In this episode of TiPS: Today in Public Safety, Fletch takes a hard look at one of the most overused comfort blankets in network design: “five nines.” It sounds impressive on a slide deck. It sounds responsible in a contract. It even looks reassuring when someone puts it in a glossy brochure.
But in a real ESInet, “99.999%” is often just a number that describes one component, in one place, under one set of assumptions. And the public does not call 9-1-1 to test your component availability. They call because their worst day just started, and they need an end-to-end system that actually works.
This episode breaks down what “five nines” really means, why it gets misused, and how reliability claims can fall apart the moment you zoom out and look at the full path: origination network, call routing, NG911 core services, GIS dependencies, redundancy design, PSAP operations, and the handoffs between all of it.
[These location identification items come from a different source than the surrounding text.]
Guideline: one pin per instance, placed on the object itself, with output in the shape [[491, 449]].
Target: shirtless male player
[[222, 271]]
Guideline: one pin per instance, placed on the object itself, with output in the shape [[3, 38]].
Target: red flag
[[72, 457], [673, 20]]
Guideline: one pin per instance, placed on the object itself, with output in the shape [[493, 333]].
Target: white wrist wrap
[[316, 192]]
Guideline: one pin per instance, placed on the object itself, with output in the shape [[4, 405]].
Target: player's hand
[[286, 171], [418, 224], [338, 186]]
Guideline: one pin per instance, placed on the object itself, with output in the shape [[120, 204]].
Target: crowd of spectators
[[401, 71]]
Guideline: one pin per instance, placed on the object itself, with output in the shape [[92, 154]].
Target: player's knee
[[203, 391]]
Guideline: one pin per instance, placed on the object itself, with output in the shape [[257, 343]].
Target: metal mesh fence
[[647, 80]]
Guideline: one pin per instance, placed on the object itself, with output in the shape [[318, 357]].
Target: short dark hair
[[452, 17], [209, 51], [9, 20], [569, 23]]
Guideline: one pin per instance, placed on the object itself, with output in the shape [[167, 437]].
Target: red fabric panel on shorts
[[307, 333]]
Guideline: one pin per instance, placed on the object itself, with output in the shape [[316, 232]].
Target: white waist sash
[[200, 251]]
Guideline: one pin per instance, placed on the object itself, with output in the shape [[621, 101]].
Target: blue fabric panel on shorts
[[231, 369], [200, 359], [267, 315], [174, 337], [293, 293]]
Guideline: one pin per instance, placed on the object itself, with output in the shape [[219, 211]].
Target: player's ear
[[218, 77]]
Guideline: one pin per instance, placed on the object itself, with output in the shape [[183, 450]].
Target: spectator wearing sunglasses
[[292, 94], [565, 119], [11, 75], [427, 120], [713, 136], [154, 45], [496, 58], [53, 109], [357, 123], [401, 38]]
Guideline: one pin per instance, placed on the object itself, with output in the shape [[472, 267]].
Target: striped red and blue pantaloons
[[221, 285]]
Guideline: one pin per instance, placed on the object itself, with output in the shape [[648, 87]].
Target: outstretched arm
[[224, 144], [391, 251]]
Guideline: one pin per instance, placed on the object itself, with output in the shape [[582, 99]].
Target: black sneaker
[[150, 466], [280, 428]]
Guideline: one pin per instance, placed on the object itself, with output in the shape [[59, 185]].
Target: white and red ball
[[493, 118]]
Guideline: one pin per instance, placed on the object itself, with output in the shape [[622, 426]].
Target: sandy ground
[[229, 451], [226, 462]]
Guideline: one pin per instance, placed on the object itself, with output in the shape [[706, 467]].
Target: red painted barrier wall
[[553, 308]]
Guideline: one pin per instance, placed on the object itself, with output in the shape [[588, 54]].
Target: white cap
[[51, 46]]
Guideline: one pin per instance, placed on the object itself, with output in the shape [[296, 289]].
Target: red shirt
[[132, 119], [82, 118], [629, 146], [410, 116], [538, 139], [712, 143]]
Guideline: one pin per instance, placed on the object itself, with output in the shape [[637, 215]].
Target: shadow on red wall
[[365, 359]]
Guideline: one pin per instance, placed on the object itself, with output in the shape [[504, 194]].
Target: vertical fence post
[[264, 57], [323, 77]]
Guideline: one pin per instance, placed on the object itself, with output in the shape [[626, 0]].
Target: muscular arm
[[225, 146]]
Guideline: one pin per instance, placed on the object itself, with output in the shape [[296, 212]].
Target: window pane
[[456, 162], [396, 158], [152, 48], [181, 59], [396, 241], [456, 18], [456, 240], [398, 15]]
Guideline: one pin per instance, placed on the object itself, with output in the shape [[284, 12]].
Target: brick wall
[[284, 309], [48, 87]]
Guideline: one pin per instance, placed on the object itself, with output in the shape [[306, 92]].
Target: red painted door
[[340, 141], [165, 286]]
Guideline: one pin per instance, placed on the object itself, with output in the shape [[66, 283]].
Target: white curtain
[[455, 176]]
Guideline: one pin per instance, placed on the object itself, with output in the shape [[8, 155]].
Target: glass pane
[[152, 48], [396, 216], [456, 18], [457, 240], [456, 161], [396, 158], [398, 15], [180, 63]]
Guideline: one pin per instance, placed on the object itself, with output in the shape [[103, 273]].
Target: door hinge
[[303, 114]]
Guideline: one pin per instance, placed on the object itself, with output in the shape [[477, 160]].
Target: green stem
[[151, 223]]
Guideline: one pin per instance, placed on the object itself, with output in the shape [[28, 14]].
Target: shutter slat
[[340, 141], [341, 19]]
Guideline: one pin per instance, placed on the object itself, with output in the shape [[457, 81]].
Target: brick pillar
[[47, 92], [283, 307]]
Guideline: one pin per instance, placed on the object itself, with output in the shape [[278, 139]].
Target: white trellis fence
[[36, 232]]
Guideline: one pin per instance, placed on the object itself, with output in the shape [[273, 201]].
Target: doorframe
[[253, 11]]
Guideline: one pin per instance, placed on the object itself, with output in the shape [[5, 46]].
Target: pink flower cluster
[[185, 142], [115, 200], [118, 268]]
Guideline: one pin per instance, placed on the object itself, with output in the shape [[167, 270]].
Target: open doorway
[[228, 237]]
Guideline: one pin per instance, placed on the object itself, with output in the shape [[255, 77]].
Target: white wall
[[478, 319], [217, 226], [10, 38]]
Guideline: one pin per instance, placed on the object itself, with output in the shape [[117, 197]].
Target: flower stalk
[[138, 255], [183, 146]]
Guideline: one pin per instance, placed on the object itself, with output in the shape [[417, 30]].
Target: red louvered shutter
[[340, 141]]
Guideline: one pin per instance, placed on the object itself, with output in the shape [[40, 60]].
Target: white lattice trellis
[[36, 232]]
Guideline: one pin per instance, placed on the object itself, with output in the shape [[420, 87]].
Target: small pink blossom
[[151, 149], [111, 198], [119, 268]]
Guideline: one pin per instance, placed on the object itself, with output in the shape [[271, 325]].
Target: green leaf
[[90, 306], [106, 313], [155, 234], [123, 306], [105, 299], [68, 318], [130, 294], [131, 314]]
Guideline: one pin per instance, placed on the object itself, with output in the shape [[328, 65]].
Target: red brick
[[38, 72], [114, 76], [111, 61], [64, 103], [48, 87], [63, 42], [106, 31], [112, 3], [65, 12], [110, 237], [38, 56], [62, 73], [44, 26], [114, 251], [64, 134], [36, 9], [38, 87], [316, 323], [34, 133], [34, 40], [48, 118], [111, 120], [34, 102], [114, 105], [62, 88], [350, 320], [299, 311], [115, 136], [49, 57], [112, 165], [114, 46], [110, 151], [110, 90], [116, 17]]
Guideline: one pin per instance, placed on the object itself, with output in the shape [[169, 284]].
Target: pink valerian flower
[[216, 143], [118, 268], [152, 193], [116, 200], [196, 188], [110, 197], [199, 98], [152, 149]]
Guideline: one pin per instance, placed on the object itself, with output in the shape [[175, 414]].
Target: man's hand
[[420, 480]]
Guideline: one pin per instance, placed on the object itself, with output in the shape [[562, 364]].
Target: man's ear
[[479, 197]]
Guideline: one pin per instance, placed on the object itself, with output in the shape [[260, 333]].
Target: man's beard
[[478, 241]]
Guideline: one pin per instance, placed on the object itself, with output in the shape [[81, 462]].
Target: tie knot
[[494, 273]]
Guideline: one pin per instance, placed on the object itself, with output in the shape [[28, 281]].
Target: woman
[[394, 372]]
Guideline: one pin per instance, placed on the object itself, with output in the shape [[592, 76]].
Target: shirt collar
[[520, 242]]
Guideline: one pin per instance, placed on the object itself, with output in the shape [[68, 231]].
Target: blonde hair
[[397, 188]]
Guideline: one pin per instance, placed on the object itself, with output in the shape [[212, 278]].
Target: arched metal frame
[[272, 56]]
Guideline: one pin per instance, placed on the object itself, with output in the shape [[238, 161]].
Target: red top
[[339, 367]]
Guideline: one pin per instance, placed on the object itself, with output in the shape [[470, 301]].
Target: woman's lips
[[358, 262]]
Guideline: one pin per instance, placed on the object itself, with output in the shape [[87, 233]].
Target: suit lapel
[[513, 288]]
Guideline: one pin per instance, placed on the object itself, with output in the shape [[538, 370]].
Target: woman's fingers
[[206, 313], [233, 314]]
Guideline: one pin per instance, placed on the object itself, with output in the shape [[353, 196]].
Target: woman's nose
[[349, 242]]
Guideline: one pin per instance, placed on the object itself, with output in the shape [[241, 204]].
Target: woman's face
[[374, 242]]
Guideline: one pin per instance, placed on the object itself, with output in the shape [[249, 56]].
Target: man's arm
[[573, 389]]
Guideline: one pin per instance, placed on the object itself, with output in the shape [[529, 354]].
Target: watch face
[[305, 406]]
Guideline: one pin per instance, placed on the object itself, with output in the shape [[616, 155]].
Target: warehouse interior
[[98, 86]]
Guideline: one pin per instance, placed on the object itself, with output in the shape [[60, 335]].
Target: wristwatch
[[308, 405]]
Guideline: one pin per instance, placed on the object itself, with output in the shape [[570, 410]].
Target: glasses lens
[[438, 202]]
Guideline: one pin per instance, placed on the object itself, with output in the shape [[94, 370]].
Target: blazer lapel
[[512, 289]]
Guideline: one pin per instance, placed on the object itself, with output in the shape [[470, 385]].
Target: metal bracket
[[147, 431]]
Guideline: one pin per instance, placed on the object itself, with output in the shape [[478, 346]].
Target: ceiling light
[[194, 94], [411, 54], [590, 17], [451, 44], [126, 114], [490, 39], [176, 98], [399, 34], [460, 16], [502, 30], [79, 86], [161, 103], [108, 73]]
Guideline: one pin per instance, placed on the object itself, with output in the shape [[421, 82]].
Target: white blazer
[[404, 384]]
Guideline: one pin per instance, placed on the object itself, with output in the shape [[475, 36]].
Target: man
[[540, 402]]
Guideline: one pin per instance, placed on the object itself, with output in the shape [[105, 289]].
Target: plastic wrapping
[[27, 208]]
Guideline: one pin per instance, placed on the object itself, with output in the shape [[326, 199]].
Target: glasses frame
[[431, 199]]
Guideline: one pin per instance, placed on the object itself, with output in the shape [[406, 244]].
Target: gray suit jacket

You will also hear why “sunny day outages” happen so often, and why partial failures and intermittent issues can be more dangerous than a total outage, because they hide in the cracks and quietly break workflows.
If you are responsible for NG911 planning, ESInet procurement, governance, cybersecurity, operations, or vendor oversight, this is the episode that helps you stop buying numbers and start buying outcomes.
Because the mission is not five nines. The mission is: the call and the data get through. Every time.
In this episode, we cover:
What “five nines” actually means in real downtime
Why component SLAs do not equal mission success
The end-to-end reality of ESInet dependencies
Hidden single points of failure you forgot you had
What to measure instead: outcomes, failover behavior, and operational continuity
The questions every PSAP, 911 authority, and state program should be asking
TiPS: Today in Public Safety is where we talk real-world 9-1-1, real-world NG911, and we translate buzzwords into operational reality.